Volví a perderme deambulando lánguidamente
por el British Museum. Cuando logro despabilarme del placer absoluto
que me provoca el lugar, concluyo que los artistas no sólo ejercemos la
profesión más antigua sino también la más constante a través de los tiempos.
Fue un
artista –o varios trabajando en equipo-
el que pintó los sarcófagos de la alta realeza egipcia del Antiguo Imperio; el
que tallo los rulos de las barbas de los toros alados de Asiria, el que esculpió exquisitamente los centauros de los frisos
del Partenón. Fueron artistas los que realizaron las elegantes
pinturas ornamentales del múltiple menaje griego y romano. Anónimos pero artistas.

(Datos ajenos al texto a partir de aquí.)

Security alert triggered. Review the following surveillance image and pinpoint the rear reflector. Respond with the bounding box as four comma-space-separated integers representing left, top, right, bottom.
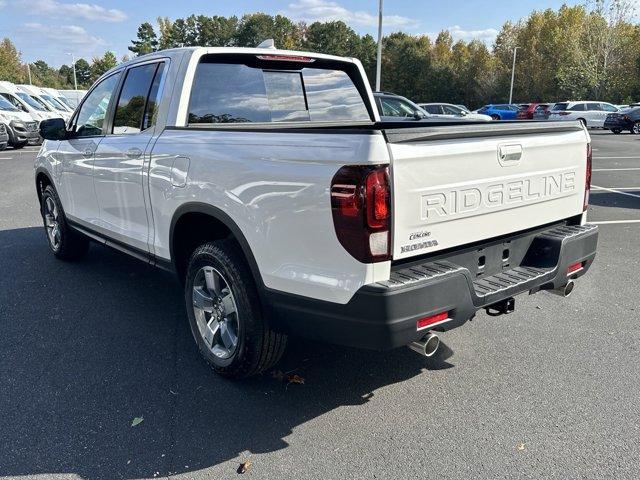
416, 312, 451, 330
257, 55, 316, 63
567, 262, 584, 275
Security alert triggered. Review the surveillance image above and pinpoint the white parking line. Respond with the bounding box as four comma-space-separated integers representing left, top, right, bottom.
593, 167, 640, 172
587, 220, 640, 225
591, 185, 640, 198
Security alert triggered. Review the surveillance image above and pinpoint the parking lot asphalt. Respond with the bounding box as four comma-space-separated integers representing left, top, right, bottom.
0, 131, 640, 480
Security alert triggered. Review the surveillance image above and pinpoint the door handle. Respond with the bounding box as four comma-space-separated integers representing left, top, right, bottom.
125, 147, 142, 158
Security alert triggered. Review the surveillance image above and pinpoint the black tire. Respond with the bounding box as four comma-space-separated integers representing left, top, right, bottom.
40, 185, 89, 261
185, 239, 287, 378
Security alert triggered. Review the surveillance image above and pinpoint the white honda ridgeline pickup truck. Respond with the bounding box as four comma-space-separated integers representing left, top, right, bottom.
35, 48, 598, 377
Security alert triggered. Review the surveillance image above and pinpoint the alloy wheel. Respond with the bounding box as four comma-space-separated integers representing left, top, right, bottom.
192, 266, 239, 359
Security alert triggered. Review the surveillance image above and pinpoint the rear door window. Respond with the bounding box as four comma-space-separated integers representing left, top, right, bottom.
113, 63, 166, 134
188, 57, 370, 124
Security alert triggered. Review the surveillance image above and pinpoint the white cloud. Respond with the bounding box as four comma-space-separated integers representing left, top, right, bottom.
20, 0, 127, 22
284, 0, 417, 27
15, 22, 108, 67
425, 25, 498, 44
22, 23, 105, 46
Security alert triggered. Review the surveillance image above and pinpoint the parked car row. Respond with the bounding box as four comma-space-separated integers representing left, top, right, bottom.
338, 92, 640, 133
0, 81, 84, 150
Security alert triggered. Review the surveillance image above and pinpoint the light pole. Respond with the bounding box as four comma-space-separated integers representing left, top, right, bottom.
376, 0, 382, 91
509, 47, 520, 103
67, 53, 78, 91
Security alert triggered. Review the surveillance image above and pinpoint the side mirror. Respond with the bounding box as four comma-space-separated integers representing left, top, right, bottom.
40, 118, 69, 140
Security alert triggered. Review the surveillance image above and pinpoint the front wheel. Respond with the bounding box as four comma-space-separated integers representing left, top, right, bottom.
40, 185, 89, 260
185, 240, 287, 378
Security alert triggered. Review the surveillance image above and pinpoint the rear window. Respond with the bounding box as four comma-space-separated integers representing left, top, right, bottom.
189, 57, 370, 124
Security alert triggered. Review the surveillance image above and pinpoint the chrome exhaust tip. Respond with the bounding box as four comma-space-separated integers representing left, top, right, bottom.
547, 280, 576, 297
408, 333, 440, 358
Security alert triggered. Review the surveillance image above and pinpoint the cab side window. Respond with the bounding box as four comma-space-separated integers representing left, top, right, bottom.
75, 72, 120, 137
113, 63, 164, 134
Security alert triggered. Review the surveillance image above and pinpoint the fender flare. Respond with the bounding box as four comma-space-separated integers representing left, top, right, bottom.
169, 202, 266, 292
33, 167, 55, 201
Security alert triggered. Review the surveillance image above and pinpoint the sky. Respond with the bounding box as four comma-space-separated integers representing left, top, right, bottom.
0, 0, 582, 67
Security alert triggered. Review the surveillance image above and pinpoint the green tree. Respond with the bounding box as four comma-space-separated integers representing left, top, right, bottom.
91, 52, 118, 82
76, 58, 91, 88
234, 13, 302, 49
129, 22, 158, 55
0, 38, 27, 83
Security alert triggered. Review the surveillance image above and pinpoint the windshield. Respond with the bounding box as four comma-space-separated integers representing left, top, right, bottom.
0, 95, 20, 112
42, 95, 67, 112
16, 92, 47, 112
56, 97, 73, 110
23, 93, 53, 112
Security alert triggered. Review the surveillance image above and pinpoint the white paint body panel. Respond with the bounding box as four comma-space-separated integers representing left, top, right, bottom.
149, 130, 390, 303
389, 131, 588, 259
36, 48, 588, 304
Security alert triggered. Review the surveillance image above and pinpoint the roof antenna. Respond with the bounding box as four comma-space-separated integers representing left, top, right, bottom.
257, 38, 276, 50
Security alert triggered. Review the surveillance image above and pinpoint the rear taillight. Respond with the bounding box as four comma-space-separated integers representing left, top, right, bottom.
331, 165, 391, 263
582, 143, 593, 211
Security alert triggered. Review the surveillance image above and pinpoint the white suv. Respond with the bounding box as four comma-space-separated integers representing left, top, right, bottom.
549, 102, 618, 128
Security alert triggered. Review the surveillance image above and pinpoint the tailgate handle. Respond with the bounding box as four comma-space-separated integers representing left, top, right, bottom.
498, 145, 522, 163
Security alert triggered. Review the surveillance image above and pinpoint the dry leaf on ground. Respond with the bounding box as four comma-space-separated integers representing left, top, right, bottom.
237, 460, 253, 474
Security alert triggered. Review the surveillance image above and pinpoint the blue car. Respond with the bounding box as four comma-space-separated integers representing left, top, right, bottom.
478, 103, 520, 120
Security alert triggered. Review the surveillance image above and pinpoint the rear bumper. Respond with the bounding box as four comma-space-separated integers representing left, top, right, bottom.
270, 225, 598, 350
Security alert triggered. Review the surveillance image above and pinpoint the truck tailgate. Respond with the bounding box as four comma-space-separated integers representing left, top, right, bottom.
385, 122, 589, 259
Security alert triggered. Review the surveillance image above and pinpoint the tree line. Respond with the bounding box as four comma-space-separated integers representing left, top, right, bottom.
0, 0, 640, 107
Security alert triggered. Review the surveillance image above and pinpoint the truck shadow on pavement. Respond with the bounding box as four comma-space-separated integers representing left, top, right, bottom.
0, 228, 452, 479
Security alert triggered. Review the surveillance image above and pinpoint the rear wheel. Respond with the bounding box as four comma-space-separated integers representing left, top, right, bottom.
40, 185, 89, 260
185, 240, 287, 378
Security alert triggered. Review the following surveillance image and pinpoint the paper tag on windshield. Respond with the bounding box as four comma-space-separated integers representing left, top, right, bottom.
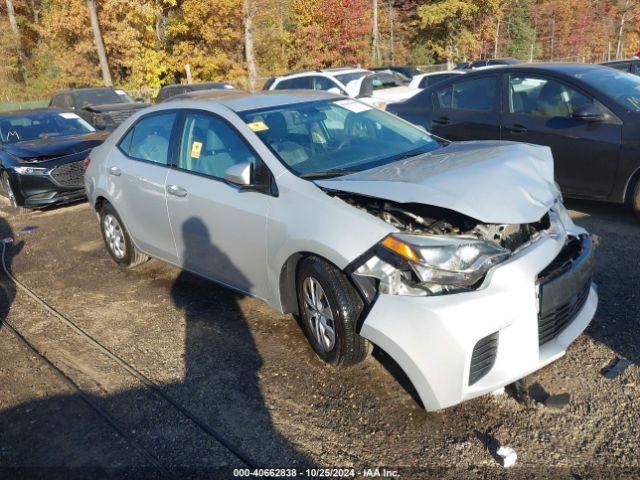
247, 121, 269, 132
335, 100, 371, 113
191, 142, 202, 158
60, 112, 80, 120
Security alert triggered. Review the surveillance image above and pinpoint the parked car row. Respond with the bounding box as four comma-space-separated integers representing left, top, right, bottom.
387, 64, 640, 217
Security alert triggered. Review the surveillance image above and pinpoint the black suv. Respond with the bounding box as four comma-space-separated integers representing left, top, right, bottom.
49, 87, 149, 130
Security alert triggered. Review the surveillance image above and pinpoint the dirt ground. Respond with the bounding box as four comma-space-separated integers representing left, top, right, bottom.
0, 197, 640, 479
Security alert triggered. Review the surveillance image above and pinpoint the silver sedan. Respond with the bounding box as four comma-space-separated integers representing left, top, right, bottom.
85, 91, 597, 410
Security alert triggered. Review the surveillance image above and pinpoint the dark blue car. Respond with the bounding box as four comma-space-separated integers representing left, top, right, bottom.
0, 109, 108, 210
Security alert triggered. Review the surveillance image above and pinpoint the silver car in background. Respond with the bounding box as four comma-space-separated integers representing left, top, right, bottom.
85, 91, 597, 410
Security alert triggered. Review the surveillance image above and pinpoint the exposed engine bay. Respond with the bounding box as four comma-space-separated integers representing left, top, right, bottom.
329, 191, 550, 252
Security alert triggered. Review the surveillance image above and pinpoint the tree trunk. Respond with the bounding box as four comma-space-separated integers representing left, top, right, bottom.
371, 0, 380, 66
6, 0, 26, 72
87, 0, 113, 87
243, 0, 258, 92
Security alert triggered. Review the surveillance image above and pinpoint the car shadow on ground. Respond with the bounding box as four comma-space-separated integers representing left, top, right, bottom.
0, 218, 313, 478
566, 200, 640, 365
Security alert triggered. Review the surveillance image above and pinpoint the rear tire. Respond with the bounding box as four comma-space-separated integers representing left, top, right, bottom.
631, 180, 640, 219
100, 202, 149, 268
296, 257, 371, 366
2, 172, 31, 215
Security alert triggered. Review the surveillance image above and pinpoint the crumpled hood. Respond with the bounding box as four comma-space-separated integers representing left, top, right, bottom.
83, 103, 149, 113
2, 132, 108, 162
315, 141, 560, 224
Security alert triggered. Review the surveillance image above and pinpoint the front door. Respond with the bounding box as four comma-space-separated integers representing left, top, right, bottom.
166, 111, 273, 298
427, 75, 500, 141
107, 112, 177, 263
501, 74, 622, 198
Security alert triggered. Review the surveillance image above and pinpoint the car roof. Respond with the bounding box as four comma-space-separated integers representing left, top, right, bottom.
165, 90, 344, 112
458, 63, 607, 75
0, 108, 64, 118
54, 87, 115, 95
160, 82, 229, 90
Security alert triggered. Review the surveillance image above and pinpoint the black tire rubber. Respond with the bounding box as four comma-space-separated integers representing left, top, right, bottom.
100, 202, 149, 268
2, 172, 31, 216
296, 256, 371, 366
631, 180, 640, 219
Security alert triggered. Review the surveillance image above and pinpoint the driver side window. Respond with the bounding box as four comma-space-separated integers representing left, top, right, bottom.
178, 113, 257, 179
509, 76, 593, 118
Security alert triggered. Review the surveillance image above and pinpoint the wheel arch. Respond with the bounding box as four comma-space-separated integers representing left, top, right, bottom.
623, 167, 640, 205
278, 251, 355, 315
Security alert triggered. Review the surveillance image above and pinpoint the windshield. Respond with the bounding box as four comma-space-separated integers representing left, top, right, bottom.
75, 88, 134, 107
573, 68, 640, 112
0, 110, 95, 144
241, 99, 442, 178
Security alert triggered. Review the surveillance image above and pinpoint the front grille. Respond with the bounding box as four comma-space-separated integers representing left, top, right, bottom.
51, 160, 84, 187
538, 279, 591, 345
469, 332, 498, 385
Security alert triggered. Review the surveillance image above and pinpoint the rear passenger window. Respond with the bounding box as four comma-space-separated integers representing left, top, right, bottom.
118, 112, 176, 165
178, 113, 257, 179
435, 76, 498, 112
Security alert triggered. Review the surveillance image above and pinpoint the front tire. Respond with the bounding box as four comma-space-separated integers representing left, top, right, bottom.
296, 257, 371, 366
100, 203, 149, 268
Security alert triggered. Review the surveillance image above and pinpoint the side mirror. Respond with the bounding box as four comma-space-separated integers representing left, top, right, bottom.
571, 103, 604, 122
224, 162, 253, 188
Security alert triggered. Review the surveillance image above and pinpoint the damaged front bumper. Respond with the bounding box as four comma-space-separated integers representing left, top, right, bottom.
360, 229, 598, 410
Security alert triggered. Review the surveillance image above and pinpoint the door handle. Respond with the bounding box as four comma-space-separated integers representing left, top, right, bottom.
509, 125, 527, 133
433, 117, 451, 125
167, 185, 187, 197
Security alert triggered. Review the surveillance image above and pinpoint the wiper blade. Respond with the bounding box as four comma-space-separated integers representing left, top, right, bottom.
300, 169, 356, 179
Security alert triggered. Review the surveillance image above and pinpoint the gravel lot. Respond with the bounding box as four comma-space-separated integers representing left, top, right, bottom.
0, 197, 640, 479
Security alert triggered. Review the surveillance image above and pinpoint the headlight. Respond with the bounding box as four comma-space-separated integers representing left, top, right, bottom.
14, 167, 47, 175
354, 234, 511, 296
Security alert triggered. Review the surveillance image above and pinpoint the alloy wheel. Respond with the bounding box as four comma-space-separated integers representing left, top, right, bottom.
102, 213, 127, 260
302, 277, 336, 352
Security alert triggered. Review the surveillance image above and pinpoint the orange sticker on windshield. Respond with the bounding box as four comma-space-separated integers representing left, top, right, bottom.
191, 142, 202, 158
247, 121, 269, 132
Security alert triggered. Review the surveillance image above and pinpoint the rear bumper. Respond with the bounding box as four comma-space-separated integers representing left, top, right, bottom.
360, 232, 598, 410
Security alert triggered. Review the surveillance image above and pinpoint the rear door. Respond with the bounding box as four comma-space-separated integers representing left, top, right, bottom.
427, 75, 500, 140
502, 73, 622, 198
107, 111, 177, 263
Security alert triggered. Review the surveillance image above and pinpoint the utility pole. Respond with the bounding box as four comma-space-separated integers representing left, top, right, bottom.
371, 0, 380, 66
243, 0, 258, 92
493, 17, 500, 58
6, 0, 27, 72
87, 0, 113, 87
389, 0, 396, 65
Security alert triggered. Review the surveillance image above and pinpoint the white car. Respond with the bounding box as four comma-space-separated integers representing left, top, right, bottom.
264, 68, 420, 109
409, 70, 465, 90
85, 92, 597, 410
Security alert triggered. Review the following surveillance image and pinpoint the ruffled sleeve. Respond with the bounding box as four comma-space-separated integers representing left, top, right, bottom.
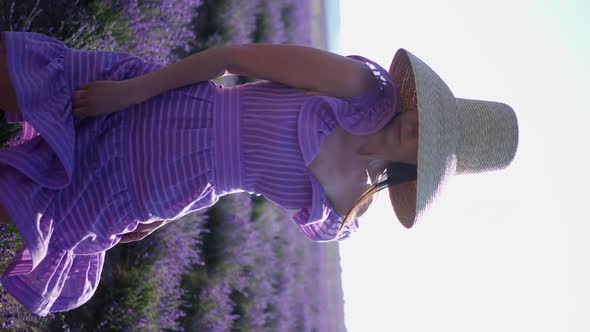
0, 34, 75, 189
293, 55, 400, 242
293, 173, 359, 242
0, 32, 142, 189
334, 55, 400, 135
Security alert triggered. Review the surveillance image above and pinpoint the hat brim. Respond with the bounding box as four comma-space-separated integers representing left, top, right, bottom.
389, 49, 458, 228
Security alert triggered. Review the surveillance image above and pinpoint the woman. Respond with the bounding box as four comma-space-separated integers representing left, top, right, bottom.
0, 32, 518, 315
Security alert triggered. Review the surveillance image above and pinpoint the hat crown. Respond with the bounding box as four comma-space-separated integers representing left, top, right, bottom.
389, 49, 518, 228
455, 98, 518, 174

Cuando en un museo como el Británico uno pasa de salas y de épocas
con tanta facilidad, puede apreciar el hilo conductor de la estética a través
de los años. A veces en evolución y otras veces en decadencia, pero siempre la
belleza ha sido necesaria aun en lo más cotidiano como una cuchara. Siempre ha sido menester la intervención del
artista para aportar ese detalle, congela el ideal de belleza, y reseñar su
tiempo para la posteridad. Los museos resultan,
al cabo, la memoria de los pueblos contada por la mirada de sus artistas.